[MPS] Add API to query GPU core count (#160414)

Using good old IOKit to get `gpu-core-count` property from device implementing `AGXAccelerator` service Expose this one as `torch.backend.mps.get_core_count()` and make it accessible via `MpsInterface` to the inductor Test Plan: Run `python3 -c "import torch;print(torch.backends.mps.get_name(), torch.backends.mps.get_core_count())"` and compare it to `system_profiler SPDisplaysDataType|head -n10` ``` % python3 -c "import torch;print(torch.backends.mps.get_name(), torch.backends.mps.get_core_count())" Apple M1 Pro 16 % system_profiler SPDisplaysDataType|head -n10 Graphics/Displays: Apple M1 Pro: Chipset Model: Apple M1 Pro Type: GPU Bus: Built-In Total Number of Cores: 16 Vendor: Apple (0x106b) Metal Support: Metal 3 ``` This would significantly improve occupancy for torch.compile generated kernels Pull Request resolved: https://github.com/pytorch/pytorch/pull/160414 Approved by: https://github.com/dcci
2025-12-06 12:20:52 +01:00 · 2025-08-13 14:57:18 -07:00 · 2025-08-13 14:57:18 -07:00 · a06ec54d40
commit a06ec54d40
parent 50a8c11875
9 changed files with 77 additions and 9 deletions
--- a/CMakeLists.txt
+++ b/CMakeLists.txt
@ -1196,7 +1196,7 @@ if(APPLE)
    string(
      APPEND
      CMAKE_SHARED_LINKER_FLAGS
-      " -weak_framework Foundation -weak_framework MetalPerformanceShaders -weak_framework MetalPerformanceShadersGraph -weak_framework Metal"

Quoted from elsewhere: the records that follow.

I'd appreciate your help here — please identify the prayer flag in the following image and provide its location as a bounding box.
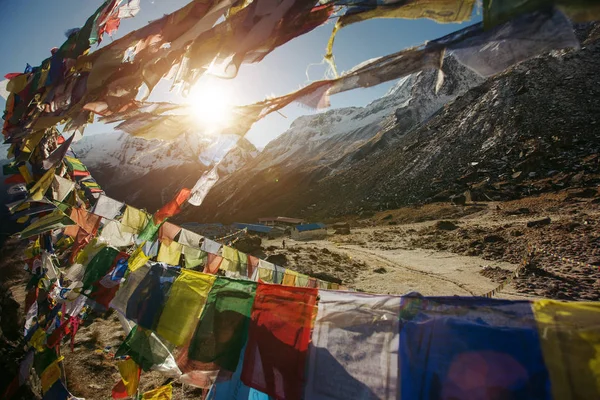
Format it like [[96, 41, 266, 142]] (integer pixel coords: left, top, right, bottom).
[[92, 194, 125, 219], [156, 268, 216, 346], [188, 278, 256, 372], [126, 264, 179, 330], [156, 242, 183, 266], [115, 325, 171, 371], [242, 284, 318, 400], [154, 188, 192, 224], [121, 206, 149, 233], [112, 358, 142, 399], [305, 290, 401, 400], [398, 296, 552, 399]]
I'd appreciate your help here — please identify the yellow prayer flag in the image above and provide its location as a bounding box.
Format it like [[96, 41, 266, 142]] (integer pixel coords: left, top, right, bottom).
[[25, 237, 42, 258], [127, 242, 150, 272], [29, 168, 54, 201], [219, 246, 240, 272], [156, 242, 183, 265], [19, 165, 33, 184], [121, 206, 149, 233], [281, 269, 298, 286], [40, 357, 64, 393], [325, 0, 475, 70], [156, 268, 216, 346], [21, 129, 46, 153], [117, 358, 141, 396], [532, 300, 600, 399], [29, 328, 46, 353], [142, 384, 173, 400], [258, 267, 273, 283], [339, 0, 475, 27]]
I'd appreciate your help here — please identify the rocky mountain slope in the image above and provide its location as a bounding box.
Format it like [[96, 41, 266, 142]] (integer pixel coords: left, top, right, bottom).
[[188, 58, 483, 220], [74, 133, 258, 211], [186, 24, 600, 221]]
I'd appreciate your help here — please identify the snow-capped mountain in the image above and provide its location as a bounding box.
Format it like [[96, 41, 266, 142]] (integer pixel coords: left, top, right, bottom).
[[189, 57, 483, 220], [190, 23, 600, 222], [73, 132, 258, 211]]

+      " -weak_framework Foundation -weak_framework MetalPerformanceShaders -weak_framework MetalPerformanceShadersGraph -weak_framework Metal -weak_framework IOKit"
    )
    # To suppress MPSGraph availability warnings
    append_cxx_flag_if_supported("-Wno-unguarded-availability-new"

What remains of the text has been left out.